Are you telling me Kristina that I can no longer lick my fingers clean after handling each different turtle/tortoise species to eliminate the chances of "cross-contamination" and/or samonelly poisoning to them? I've been playing with these creatures since 1952 and have never had a Dr. tell me I was sick from samonelly poisoning. Spose I'm "samonelly-tolerant".. after all these years?

NERD


----------



## bikerchicspain

When I was last taken in to hospital, the first things they tested for was salmonella and pscitacus pneumonia.

I tell all my clients that reptiles CAN be carriers of salmonella, better safe than sorry.


----------



## DesertGrandma

What about salmonella cross contamination in newly acquired tortoises. Is that a problem, or is the suggested quarantine of new tortoises for some other reason? I want to get another tortoise and am curious about whether it will need to be quaranteened (sp?) from my Lucy?


----------



## DeanS

I think the quarantine thing is highly overrated...unless one animal or the other has a history of illness/disease. I've never had an in-house illness or disease in my 40+ years of keeping animals. When I acquired Aladar from Fife...I felt there was no need to quarantine him...as he had been screened for parasites the previous week. If your animal(s) look and act healthy...then they probably are. All specimens of all species (including human) are carriers of one thing or another...so what? Are we all gonna live in a plastic bubble? Keep the environment clean and you should have no problem!


----------



## DesertGrandma

DeanS said:


> I think the quarantine thing is highly overrated...unless one animal or the other has a history of illness/disease. I've never had an in-house illness or disease in my 40+ years of keeping animals. When I acquired Aladar from Fife...I felt there was no need to quarantine him...as he had been screened for parasites the previous week. If your animal(s) look and act healthy...then they probably are. All specimens of all species (including human) are carriers of one thing or another...so what? Are we all gonna live in a plastic bubble? Keep the environment clean and you should have no problem!



I like that answer. Guess if it was adopted from a shelter or from the wild there would be reason for concern. My friend's sulcata got out and was turned into a shelter. When she got HER back she started laying eggs! She was a single lady before being introduced to a male. No diseases though


----------



## Kristina

Female tortoises do not need males to lay eggs. Many captive females lay unfertilized eggs regularly.


----------



## DeanS

Kristina said:


> Female tortoises do not need males to lay eggs.

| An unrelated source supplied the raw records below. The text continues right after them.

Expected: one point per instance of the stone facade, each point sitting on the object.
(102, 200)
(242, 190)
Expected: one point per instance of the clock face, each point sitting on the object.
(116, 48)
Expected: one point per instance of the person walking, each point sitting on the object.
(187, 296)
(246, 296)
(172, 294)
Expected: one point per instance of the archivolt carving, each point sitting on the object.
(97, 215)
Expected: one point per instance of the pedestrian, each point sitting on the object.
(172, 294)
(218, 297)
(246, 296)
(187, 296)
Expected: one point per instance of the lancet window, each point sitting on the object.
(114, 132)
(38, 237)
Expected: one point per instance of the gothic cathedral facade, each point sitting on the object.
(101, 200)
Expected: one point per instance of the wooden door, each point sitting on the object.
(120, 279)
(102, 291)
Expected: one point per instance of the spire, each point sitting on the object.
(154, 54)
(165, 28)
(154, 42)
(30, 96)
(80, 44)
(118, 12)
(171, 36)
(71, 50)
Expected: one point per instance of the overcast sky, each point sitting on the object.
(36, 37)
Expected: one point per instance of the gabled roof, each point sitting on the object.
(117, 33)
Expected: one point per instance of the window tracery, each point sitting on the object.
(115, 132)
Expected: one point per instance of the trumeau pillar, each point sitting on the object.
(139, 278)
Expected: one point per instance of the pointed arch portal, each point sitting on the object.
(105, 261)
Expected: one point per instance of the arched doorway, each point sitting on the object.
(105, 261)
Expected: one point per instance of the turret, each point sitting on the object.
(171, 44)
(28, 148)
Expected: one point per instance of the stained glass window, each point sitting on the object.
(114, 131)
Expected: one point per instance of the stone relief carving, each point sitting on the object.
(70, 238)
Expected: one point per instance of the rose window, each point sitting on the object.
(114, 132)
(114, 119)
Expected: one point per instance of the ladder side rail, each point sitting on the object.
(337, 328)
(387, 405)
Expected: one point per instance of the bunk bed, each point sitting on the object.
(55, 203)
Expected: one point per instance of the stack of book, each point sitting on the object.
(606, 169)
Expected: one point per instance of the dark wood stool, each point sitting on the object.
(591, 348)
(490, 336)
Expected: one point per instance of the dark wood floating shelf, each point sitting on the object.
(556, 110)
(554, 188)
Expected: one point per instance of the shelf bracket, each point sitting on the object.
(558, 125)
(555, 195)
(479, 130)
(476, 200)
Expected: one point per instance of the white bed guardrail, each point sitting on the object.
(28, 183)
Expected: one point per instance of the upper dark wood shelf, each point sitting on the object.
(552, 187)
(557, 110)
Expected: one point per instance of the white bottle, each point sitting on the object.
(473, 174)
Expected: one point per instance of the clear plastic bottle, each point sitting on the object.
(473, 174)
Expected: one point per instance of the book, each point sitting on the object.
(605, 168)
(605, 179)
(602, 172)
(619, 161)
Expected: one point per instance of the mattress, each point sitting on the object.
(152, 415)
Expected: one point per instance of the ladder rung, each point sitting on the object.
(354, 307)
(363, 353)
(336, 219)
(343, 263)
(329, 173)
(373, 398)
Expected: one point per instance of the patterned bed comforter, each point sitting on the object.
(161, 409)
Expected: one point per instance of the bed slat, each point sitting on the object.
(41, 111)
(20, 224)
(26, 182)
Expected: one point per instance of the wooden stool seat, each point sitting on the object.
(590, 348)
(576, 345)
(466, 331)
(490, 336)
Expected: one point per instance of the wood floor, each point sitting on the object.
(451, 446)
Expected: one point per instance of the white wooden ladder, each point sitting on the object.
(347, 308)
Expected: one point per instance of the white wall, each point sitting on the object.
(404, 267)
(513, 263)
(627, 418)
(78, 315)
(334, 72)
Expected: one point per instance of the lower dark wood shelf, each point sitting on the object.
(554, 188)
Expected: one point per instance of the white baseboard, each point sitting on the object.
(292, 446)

Many captive females lay unfertilized eggs regularly.



Thank you! How many have experienced 'immaculate conception' with their herps...I had two giant Burm's that both laid upwards of 40 eggs and I NEVER owned a male...BTW, I raised them from hatchlings!


----------



## dmmj

Good thing I don't lick everything on that list, ( I won't say what I do and or don't lick, leave that to the imagination) regarding quarantining I know of people who introduced new animals to established ones and then die under mysterious circumstances just better safe than sorry IMHO.


----------



## Madkins007

Something to point out about typical cases of Salmonellaosis, the actual disease you get from Salmonella- it acts like 'stomach flu' about 80% of the time. The main symptoms are a relatively short-lived bout of diarrhea and nausea with comparatively few other symptoms. It usually takes a day or two to develop, and is usually over in a day or two, although it can last longer in some cases. 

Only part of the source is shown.